Bayesian identification of nonseparable Hamiltonians with multiplicative noise using deep learning and reduced-order modeling
Nicholas Galioto, Harsh Sharma, Boris Kramer, Alex Arkady Gorodetsky
TL;DR
The paper tackles the problem of identifying nonseparable Hamiltonians from noisy data in the presence of multiplicative noise by formulating a structure-preserving Bayesian approach. It combines a Gaussian filter tailored to multiplicative noise with physics-informed parameterization to preserve symplectic structure, and scales to high-dimensional systems via reduced-order modeling and cotangent-lift projections. The authors demonstrate data-efficient learning on Tao’s example, a chaotic double pendulum, and a high-dimensional NLSE discretization, achieving substantial improvements in Hamiltonian accuracy and invariant preservation over standard training objectives. This work enables reliable, physically consistent identification of complex Hamiltonian dynamics from limited, noisy observations, with practical impact for physics-informed forecasting and control of high-dimensional systems.
Abstract
This paper presents a structure-preserving Bayesian approach for learning nonseparable Hamiltonian systems using stochastic dynamic models allowing for statistically-dependent, vector-valued additive and multiplicative measurement noise. The approach is comprised of three main facets. First, we derive a Gaussian filter for a statistically-dependent, vector-valued, additive and multiplicative noise model that is needed to evaluate the likelihood within the Bayesian posterior. Second, we develop a novel algorithm for cost-effective application of Bayesian system identification to high-dimensional systems.
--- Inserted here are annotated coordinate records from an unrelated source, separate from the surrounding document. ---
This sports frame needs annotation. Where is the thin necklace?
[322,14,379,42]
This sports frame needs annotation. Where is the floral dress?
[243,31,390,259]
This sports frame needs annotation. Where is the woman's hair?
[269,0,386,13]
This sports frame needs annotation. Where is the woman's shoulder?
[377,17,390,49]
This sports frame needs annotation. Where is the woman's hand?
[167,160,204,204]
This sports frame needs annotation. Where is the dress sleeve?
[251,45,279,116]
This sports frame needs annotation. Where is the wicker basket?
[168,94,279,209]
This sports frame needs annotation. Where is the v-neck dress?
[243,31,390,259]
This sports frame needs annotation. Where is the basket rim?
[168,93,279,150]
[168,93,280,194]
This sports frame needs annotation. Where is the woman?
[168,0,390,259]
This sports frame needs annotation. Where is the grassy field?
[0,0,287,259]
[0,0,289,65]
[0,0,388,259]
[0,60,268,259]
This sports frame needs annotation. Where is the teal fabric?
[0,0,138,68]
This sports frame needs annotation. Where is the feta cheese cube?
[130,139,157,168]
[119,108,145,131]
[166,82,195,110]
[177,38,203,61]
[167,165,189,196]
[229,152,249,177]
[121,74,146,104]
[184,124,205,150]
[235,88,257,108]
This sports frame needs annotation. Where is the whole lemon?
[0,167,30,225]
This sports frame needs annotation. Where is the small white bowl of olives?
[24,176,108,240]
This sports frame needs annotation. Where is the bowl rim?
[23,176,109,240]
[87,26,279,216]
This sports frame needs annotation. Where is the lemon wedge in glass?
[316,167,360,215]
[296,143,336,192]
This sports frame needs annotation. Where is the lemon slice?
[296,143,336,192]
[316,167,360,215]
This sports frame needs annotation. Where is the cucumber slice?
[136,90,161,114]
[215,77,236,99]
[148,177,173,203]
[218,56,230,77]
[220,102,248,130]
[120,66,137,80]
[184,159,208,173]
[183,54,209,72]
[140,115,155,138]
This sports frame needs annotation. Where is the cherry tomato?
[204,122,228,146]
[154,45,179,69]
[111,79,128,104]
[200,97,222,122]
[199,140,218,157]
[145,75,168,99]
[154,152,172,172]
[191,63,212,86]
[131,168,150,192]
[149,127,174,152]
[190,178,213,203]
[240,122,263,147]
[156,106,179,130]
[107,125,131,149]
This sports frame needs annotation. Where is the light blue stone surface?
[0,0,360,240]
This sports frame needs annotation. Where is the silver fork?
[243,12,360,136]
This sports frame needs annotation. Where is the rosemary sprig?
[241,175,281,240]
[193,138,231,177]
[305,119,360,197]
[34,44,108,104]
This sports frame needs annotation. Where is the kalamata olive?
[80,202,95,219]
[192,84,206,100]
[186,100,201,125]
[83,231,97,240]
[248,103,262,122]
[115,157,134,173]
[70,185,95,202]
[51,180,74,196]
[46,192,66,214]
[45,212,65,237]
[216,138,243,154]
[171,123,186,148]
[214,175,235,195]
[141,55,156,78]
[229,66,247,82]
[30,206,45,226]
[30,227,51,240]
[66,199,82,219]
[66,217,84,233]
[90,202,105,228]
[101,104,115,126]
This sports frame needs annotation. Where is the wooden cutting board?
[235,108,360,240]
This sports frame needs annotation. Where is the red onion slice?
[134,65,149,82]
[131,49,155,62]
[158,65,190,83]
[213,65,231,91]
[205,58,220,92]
Third, we demonstrate how structure-preserving methods can be incorporated into the proposed framework, using nonseparable Hamiltonians as an illustrative system class. We assess the method's performance based on the forecasting accuracy of a model estimated from single-trajectory data. We compare the Bayesian method to a state-of-the-art machine learning method on a canonical nonseparable Hamiltonian model and a chaotic double pendulum model with small, noisy training datasets. The results show that using the Bayesian posterior as a training objective can yield upwards of 724 times improvement in Hamiltonian mean squared error using training data with up to 10% multiplicative noise compared to a standard training objective. Lastly, we demonstrate the utility of the novel algorithm for parameter estimation of a 64-dimensional model of the spatially-discretized nonlinear Schrödinger equation with data corrupted by up to 20% multiplicative noise.